The reforms under way in Bulgaria's research and higher education (Nature 463, 283; 2010) are not enough. A full-scale external evaluation of the entire university system is also needed.

Among Bulgaria's newly established universities, there is not one department of mathematics, physics, chemistry, biology or engineering. Even the technical universities do not offer majors in natural sciences.

This situation has come about partly because of shortsighted decisions taken in the early 1990s, when the government closed all its research and development (R&D) institutions. No new institutions were created, and the traditional links were severed between the research sector and the industrial sector.

Public awareness of science and technology plummeted as a result. The standard of high-school teaching in mathematics and science fell from well above to below the world average. With no new blood coming in, the Bulgarian Academy of Sciences shrank by more than 50%.

Bulgaria is at the bottom of the European Union (EU) for the number of scientists and technology companies per capita, and for R&D funding as a percentage of gross domestic product.
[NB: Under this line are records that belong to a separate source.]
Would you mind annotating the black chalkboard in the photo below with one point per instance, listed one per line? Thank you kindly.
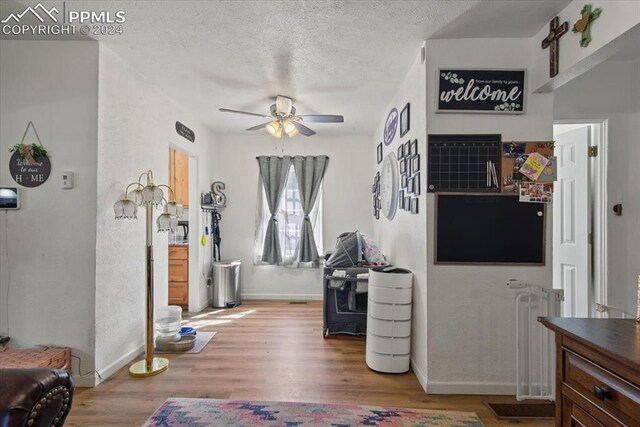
(488, 229)
(484, 91)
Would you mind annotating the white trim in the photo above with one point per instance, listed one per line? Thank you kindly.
(206, 304)
(86, 381)
(286, 297)
(438, 387)
(119, 363)
(422, 378)
(599, 137)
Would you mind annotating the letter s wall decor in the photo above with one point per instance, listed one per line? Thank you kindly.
(481, 91)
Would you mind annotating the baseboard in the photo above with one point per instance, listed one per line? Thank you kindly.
(437, 387)
(287, 297)
(422, 378)
(206, 304)
(86, 381)
(119, 363)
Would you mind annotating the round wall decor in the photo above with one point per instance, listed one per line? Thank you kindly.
(390, 126)
(389, 186)
(29, 175)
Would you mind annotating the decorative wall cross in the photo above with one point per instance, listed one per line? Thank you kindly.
(551, 41)
(583, 25)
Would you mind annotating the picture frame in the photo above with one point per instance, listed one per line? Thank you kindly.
(508, 81)
(415, 164)
(405, 120)
(414, 206)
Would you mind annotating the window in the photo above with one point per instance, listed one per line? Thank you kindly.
(290, 216)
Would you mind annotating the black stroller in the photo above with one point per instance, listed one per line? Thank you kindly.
(345, 280)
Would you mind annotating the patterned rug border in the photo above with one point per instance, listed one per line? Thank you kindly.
(185, 411)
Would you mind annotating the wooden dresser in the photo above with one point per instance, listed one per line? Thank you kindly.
(179, 275)
(597, 371)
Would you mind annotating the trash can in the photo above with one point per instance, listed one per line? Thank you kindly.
(226, 283)
(389, 319)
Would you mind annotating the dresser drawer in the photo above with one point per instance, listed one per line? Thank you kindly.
(178, 293)
(602, 388)
(178, 270)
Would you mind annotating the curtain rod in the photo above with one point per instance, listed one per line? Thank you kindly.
(321, 155)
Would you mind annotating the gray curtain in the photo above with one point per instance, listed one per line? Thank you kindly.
(273, 171)
(309, 173)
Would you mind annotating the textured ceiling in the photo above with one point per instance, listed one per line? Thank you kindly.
(503, 18)
(332, 57)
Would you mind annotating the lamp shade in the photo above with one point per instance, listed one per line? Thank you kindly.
(152, 194)
(136, 196)
(125, 209)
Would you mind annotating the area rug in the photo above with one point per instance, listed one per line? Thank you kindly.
(202, 339)
(522, 411)
(235, 413)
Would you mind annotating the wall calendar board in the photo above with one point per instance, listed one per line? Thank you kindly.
(463, 163)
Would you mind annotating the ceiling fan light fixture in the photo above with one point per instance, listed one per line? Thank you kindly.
(275, 129)
(289, 126)
(293, 133)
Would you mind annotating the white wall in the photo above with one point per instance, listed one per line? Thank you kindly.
(617, 18)
(402, 240)
(610, 91)
(471, 340)
(136, 125)
(347, 203)
(47, 248)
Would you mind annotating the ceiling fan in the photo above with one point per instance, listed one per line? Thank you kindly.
(283, 119)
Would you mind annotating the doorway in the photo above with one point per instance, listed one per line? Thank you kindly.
(579, 217)
(178, 269)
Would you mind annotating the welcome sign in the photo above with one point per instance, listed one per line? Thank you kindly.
(480, 91)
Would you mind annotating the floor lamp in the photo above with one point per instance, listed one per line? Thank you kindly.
(150, 196)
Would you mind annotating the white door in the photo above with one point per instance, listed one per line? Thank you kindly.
(571, 219)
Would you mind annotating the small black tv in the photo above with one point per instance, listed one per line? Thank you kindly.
(9, 198)
(489, 229)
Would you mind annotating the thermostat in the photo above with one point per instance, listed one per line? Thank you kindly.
(67, 179)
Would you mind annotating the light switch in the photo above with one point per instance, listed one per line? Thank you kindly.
(67, 180)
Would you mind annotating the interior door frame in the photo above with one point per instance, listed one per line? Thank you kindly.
(598, 165)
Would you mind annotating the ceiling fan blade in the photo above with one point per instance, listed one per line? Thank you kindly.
(322, 118)
(228, 110)
(303, 129)
(259, 126)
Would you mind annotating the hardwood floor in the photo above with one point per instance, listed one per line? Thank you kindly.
(266, 350)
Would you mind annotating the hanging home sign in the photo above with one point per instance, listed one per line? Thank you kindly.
(480, 91)
(185, 132)
(29, 164)
(29, 173)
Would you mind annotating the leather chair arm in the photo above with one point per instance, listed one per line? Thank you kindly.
(34, 397)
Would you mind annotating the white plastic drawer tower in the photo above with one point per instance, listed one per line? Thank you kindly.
(389, 320)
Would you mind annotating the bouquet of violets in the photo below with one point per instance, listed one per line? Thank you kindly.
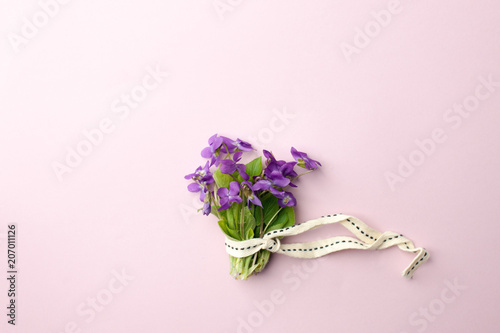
(248, 199)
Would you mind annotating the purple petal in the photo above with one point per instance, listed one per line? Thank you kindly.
(227, 167)
(237, 156)
(194, 187)
(207, 208)
(222, 192)
(288, 200)
(212, 139)
(207, 152)
(234, 188)
(255, 200)
(263, 184)
(216, 143)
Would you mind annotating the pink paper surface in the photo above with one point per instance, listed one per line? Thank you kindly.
(399, 101)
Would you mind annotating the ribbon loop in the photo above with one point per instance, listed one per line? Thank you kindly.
(367, 239)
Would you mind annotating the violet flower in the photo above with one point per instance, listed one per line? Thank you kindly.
(229, 166)
(286, 199)
(198, 187)
(246, 189)
(207, 208)
(303, 160)
(202, 174)
(227, 196)
(214, 142)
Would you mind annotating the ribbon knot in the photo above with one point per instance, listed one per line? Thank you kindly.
(271, 244)
(366, 239)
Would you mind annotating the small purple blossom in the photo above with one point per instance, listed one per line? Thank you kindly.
(202, 174)
(214, 142)
(229, 166)
(227, 196)
(286, 199)
(246, 188)
(197, 187)
(207, 208)
(303, 160)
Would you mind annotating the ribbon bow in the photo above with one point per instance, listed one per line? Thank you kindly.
(367, 239)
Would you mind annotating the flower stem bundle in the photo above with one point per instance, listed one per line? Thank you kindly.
(248, 199)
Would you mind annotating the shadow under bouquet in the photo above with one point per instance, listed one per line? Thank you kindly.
(249, 199)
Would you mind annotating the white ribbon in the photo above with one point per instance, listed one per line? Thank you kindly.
(368, 239)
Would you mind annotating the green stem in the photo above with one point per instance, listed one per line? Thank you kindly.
(271, 220)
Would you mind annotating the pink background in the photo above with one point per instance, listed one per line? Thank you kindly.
(126, 207)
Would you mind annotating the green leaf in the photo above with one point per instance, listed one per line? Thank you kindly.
(223, 227)
(221, 179)
(249, 234)
(254, 168)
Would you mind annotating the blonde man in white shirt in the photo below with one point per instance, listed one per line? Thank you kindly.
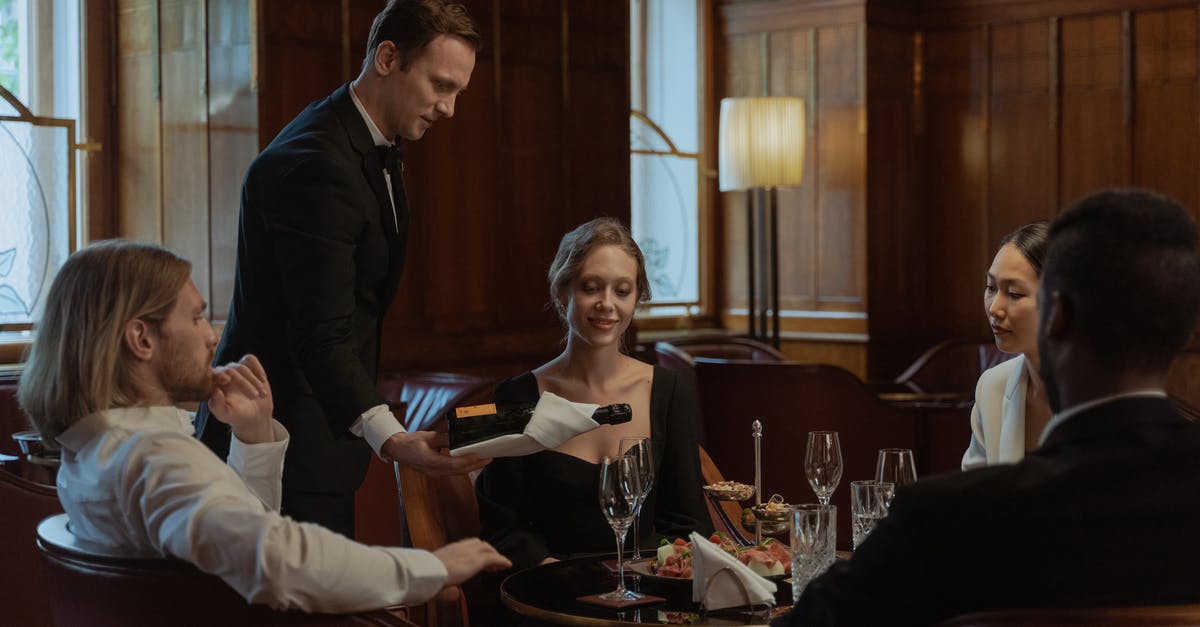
(123, 340)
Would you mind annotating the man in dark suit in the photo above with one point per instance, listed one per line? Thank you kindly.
(1105, 512)
(321, 249)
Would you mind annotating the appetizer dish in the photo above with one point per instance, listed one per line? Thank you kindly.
(773, 511)
(769, 559)
(729, 490)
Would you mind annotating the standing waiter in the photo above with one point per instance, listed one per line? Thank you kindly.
(321, 250)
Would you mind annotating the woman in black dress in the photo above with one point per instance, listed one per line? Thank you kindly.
(544, 507)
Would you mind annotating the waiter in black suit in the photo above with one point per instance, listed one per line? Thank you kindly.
(321, 249)
(1105, 512)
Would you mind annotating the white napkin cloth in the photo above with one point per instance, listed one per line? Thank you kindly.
(711, 563)
(555, 421)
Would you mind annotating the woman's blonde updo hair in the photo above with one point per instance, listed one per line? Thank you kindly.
(575, 248)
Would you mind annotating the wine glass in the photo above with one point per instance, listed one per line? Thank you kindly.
(619, 497)
(895, 466)
(639, 449)
(822, 464)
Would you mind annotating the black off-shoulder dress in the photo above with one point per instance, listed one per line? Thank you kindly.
(546, 503)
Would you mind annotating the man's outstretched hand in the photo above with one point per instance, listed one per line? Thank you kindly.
(425, 451)
(465, 559)
(241, 398)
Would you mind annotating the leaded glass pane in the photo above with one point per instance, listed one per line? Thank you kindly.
(34, 215)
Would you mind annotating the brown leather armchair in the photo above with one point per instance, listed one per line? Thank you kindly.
(436, 511)
(97, 586)
(679, 354)
(23, 596)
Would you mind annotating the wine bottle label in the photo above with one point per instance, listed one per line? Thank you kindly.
(475, 410)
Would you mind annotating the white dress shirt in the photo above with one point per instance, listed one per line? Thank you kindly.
(377, 424)
(137, 479)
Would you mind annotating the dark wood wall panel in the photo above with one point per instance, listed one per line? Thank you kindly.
(955, 186)
(841, 168)
(138, 162)
(791, 53)
(1023, 129)
(233, 138)
(300, 58)
(185, 142)
(1095, 119)
(897, 225)
(1167, 115)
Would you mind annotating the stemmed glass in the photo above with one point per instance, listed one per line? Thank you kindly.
(895, 466)
(619, 499)
(639, 449)
(822, 464)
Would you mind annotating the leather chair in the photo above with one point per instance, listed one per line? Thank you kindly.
(23, 596)
(679, 354)
(726, 347)
(792, 399)
(94, 585)
(951, 365)
(1138, 616)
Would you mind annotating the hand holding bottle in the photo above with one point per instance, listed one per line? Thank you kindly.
(424, 451)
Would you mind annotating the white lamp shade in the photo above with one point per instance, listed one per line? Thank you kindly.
(761, 143)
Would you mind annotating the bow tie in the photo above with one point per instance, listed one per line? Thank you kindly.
(390, 156)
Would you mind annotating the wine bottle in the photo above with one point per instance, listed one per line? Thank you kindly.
(485, 422)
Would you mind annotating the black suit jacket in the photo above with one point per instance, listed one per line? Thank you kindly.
(319, 257)
(1105, 513)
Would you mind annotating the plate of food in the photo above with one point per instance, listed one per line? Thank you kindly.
(729, 490)
(771, 559)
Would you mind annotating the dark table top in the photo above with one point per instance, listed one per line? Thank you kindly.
(549, 593)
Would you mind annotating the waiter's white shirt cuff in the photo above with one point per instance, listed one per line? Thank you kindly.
(376, 425)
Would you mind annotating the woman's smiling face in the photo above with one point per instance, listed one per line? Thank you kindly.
(603, 298)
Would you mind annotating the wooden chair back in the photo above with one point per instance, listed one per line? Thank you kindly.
(951, 365)
(436, 511)
(792, 399)
(681, 356)
(99, 586)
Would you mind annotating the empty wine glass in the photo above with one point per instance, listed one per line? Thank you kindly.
(895, 466)
(822, 464)
(619, 497)
(639, 449)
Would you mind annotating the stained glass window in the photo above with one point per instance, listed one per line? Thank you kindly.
(665, 148)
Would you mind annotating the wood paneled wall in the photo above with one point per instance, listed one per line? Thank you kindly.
(981, 115)
(539, 143)
(185, 131)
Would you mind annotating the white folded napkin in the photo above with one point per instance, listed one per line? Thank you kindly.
(555, 421)
(715, 575)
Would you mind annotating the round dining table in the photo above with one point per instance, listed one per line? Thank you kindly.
(550, 593)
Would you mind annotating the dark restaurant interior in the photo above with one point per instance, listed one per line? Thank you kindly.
(847, 299)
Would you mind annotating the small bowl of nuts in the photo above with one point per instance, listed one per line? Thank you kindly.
(729, 491)
(772, 515)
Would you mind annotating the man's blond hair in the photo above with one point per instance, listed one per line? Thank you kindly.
(78, 363)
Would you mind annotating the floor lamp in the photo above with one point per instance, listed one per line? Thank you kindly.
(761, 149)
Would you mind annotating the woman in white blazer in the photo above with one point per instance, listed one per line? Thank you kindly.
(1011, 406)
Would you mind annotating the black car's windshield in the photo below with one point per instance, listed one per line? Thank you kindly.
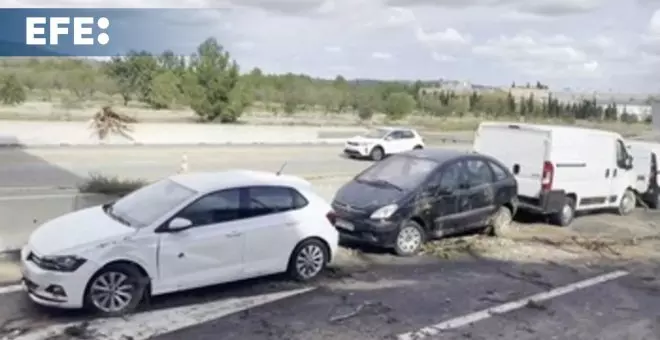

It is the only new EU member that did not negotiate direct funding for science and scientific infrastructure from EU accession funds.

We are halfway towards picking ourselves up. Last year, a commission of the European Science Foundation and All European Academies came up with invaluable guidelines for the restructuring and development of all research units in the Bulgarian Academy of Sciences. The effects will be minimal unless there is a similar evaluation of the country's university system.